Adib Dada is the founder of theOtherDada [tOD] Regenerative Consultancy & Architecture firm, which mission is to activate projects across architecture, living systems, and art. Based on Biomimicry thinking, tOD’s work promotes a symbiotic relationship between nature and the built environment by exploring new ways of creating generous and regenerative buildings; in essence working with nature to develop resilient and generous cities. Adib earned a BA in Architecture at the American University of Beirut - Lebanon, a Master’s Degree in the Interactive Telecommunications Program at NYU – USA, completed the Biomimicry graduate certificate from the Biomimicry Institute and Arizona State University and a certificate in Ecosystem Restoration Design. Adib has been recognized in Apollo Magazine’s 40 Under 40 as a Patron of the Arts in the Middle East, and was listed as one of GOOD Magazine’s GOOD 100 for his project Beirut RiverLESS, which aims to regenerate the deteriorated Beirut River.
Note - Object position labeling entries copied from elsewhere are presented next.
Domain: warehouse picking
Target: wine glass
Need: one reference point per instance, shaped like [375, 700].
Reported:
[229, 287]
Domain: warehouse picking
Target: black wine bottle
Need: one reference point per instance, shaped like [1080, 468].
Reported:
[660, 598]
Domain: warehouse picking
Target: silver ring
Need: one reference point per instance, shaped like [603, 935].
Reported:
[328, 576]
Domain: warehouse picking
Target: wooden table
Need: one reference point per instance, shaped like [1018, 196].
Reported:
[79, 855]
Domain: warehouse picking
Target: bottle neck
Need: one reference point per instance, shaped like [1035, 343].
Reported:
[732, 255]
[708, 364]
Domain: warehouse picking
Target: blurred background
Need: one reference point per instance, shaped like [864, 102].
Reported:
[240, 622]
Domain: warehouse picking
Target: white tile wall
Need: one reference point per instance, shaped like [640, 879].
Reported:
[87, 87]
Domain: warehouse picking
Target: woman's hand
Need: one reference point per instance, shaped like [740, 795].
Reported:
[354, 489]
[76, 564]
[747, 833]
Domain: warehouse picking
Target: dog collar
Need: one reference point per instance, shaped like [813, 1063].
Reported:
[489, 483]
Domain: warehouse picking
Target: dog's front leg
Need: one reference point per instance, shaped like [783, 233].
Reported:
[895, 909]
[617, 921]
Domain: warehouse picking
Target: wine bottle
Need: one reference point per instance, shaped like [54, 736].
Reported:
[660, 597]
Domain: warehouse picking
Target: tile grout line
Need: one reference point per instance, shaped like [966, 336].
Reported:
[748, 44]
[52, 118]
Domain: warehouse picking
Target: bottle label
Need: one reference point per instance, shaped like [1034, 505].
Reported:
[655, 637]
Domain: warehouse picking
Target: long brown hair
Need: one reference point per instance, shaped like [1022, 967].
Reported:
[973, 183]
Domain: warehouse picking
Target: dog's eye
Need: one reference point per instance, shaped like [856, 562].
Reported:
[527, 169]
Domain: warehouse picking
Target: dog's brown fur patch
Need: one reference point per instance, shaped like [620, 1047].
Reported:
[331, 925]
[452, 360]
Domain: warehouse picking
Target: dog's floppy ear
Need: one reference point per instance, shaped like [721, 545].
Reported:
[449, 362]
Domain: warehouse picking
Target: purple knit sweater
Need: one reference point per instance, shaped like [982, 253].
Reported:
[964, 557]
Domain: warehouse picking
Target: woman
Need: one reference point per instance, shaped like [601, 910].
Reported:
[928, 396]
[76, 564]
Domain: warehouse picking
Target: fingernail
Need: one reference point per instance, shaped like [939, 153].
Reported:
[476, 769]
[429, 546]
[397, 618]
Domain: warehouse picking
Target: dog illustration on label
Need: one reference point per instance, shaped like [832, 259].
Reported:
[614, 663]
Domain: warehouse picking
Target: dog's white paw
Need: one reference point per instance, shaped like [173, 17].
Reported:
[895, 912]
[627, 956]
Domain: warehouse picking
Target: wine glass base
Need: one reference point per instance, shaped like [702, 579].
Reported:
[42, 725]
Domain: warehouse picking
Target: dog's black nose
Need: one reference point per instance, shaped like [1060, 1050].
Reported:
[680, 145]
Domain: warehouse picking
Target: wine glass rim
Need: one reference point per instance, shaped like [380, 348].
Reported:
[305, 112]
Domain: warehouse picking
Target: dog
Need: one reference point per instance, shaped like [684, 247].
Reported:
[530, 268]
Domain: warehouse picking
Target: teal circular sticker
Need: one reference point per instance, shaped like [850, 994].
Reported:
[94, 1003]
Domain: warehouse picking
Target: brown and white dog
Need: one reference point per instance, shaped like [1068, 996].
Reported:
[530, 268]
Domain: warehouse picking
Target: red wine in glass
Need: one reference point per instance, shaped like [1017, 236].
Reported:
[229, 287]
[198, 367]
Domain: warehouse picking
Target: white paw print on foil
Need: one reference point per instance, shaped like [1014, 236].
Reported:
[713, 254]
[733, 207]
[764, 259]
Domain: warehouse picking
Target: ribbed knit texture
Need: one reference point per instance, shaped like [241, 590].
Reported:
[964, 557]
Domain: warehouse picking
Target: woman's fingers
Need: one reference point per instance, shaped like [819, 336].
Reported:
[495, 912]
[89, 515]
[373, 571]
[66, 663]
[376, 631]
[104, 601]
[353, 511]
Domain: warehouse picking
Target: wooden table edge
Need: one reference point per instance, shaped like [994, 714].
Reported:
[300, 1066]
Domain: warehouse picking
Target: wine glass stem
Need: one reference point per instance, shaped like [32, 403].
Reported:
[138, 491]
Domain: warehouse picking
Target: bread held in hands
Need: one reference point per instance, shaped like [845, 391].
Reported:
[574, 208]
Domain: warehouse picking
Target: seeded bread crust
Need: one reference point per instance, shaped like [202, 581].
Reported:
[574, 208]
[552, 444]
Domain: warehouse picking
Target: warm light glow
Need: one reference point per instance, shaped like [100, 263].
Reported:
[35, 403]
Adib is a Fellow of the Middle East Leadership Initiative, a member of the Aspen Global Leadership Network, and a Bio-Leadership Fellow, a community helping transform human systems and the paradigm of leadership by working with nature. Adib is firmly committed to the UN Decade of Action, engaged on rewilding the city and reclaiming public space by planting native Miyawaki forests in urban landfills through his new initiative: theOtherForest, a nature-based tool for ecological and social regeneration.

Maya Maroni

Maya Maroni is an Ecology and Evolutionary Biology undergraduate in Boston, at Northeastern University. Originally from the UAE and USA, she spent her childhood moving around internationally. She is an aspiring storyteller who draws on her studies and personal experiences, with an eye for landscapes, built & natural, and their inhabitants, human & otherwise.